Dopo essere stato presentato alla 76esima mostra d’arte cinematografica a Venezia, L’ufficiale e la spia di Roman Polanski è finalmente uscito anche nelle sale italiane.
Liberamente tratto dall’omonimo romanzo di Robert Harris, il film racconta le indagini dell’ufficiale Georges Picquart (Jean Dujardin) circa l’affare Dreyfus: Alfred Dreyfus (Louis Garrel), un’eccezione in quanto uno dei pochi ebrei nell’esercito francese, viene accusato di alto tradimento, spogliato dei gradi di ufficiale e recluso in una prigione sull’Isola del Diavolo.
Il lungometraggio è un ottimo prodotto cinematografico – dopotutto è del Maestro Polanski che si tratta – pulito, lineare.

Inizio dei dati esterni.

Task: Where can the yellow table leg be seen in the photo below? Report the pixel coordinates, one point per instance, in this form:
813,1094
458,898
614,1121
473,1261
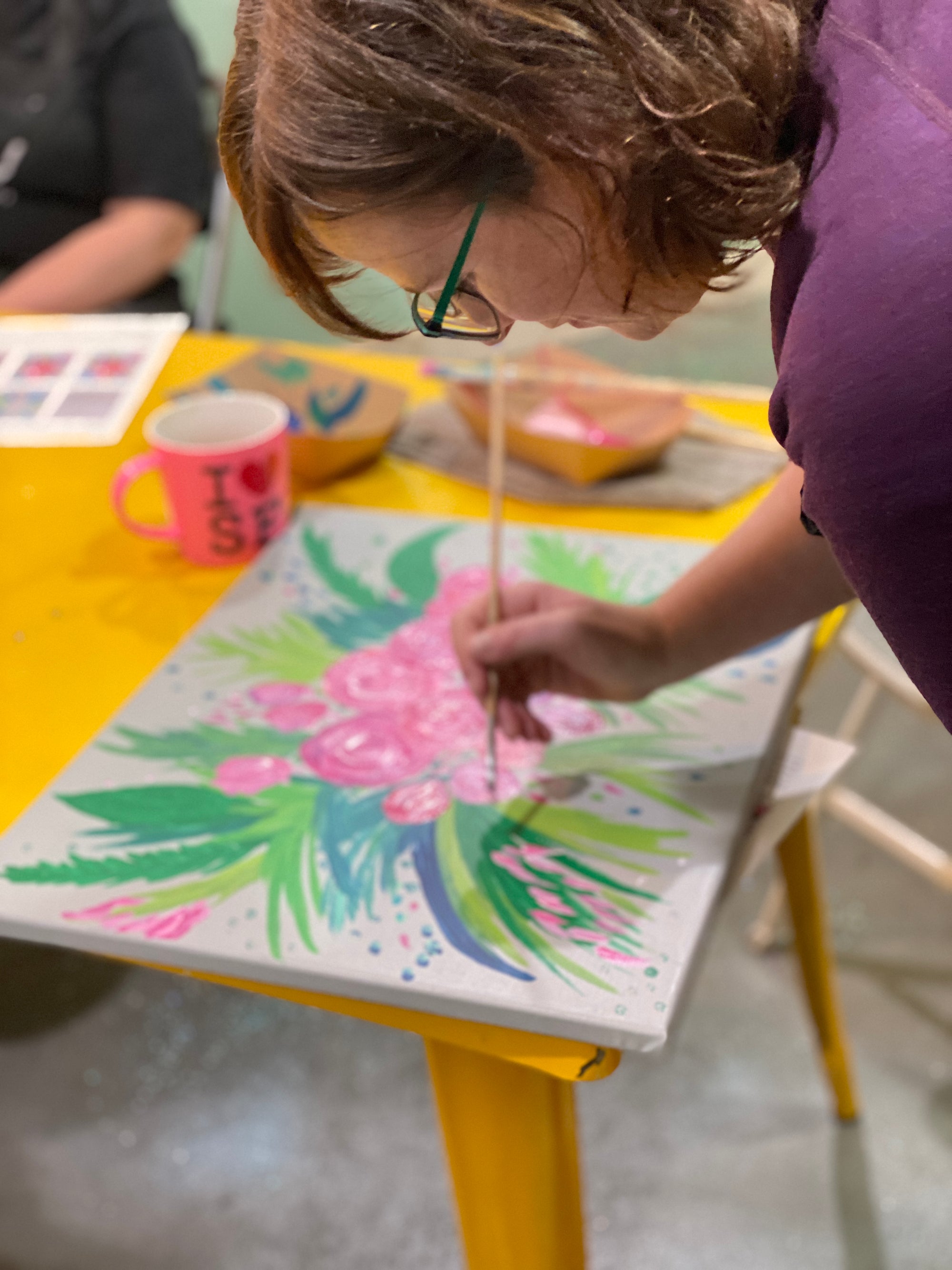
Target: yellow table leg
802,870
511,1140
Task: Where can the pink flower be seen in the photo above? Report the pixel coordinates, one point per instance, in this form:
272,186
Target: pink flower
547,921
508,860
250,774
119,915
585,936
451,720
469,784
296,717
376,677
281,692
374,749
521,755
623,958
427,642
565,717
547,900
457,590
417,804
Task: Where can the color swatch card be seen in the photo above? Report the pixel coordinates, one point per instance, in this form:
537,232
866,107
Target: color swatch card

Ritrae in maniera più che fedele tutta la questione sull’affare Dreyfus, dal primo all’ultimo istante, forse anche troppo fedelmente, ma è di certo questo tipo di fedeltà che permette di seguire il film da capo a coda senza la minima distrazione o sentore di noia.
Il regista si permette giusto qualche flashback estemporaneo, in modo che l’indagine di Picquart segua un filo logico, e non tanto per l’affaire – alla fine quella è storia e la si conosce – quanto per chi guarda, per permettergli di non perdersi, nonostante di primo impatto il flashback a quello potrebbe sembrare occorrere.
E in merito a ciò è interessante questa scelta, ovvero di sviluppare il film dal punto di vista di Picquart – associabile tranquillamente allo Stato - e non di Dreyfus - il popolo -, che sarebbe stato certamente più scontato e molto semplicistico; e in questo modo, in effetti, Polanski mette in risalto una verità molto attuale.
Ed è particolarmente intrigante che a sottolineare l’enorme divario che intercorre tra le ragioni di agire dello Stato e la lotta per la Verità – per la quale Picquart mette a rischio una vita interamente dedicata all’esercito – sia proprio lui, Polanski, egli stesso oggetto di gravi accuse; ma ancora più interessante è un’esistenza persistente, già all’epoca, di quelle che attualmente si definiscono fake news e che sembrano diventate imperanti in un sistema altresì autoconservatore, guardingo dall’ammettere i propri errori in modo schietto e piuttosto alla ricerca continua di giustificazioni, come ad esempio la cieca obbedienza dovuta, decantata nel film dal maggiore Henry.
Un modus operandi oggi quindi ancora così, solamente più raffinato.
L’ufficiale e la spia - J’accuse nel suo titolo originale - è a tutti gli effetti un film che dà vita ai fatti, senza dare adito a virtuosismi o reinterpretazioni registiche della vicenda ed è proprio per questo che, seppur fatti realmente accaduti alla fine dell’Ottocento, è un film più attuale di quando fu effettivamente attuale.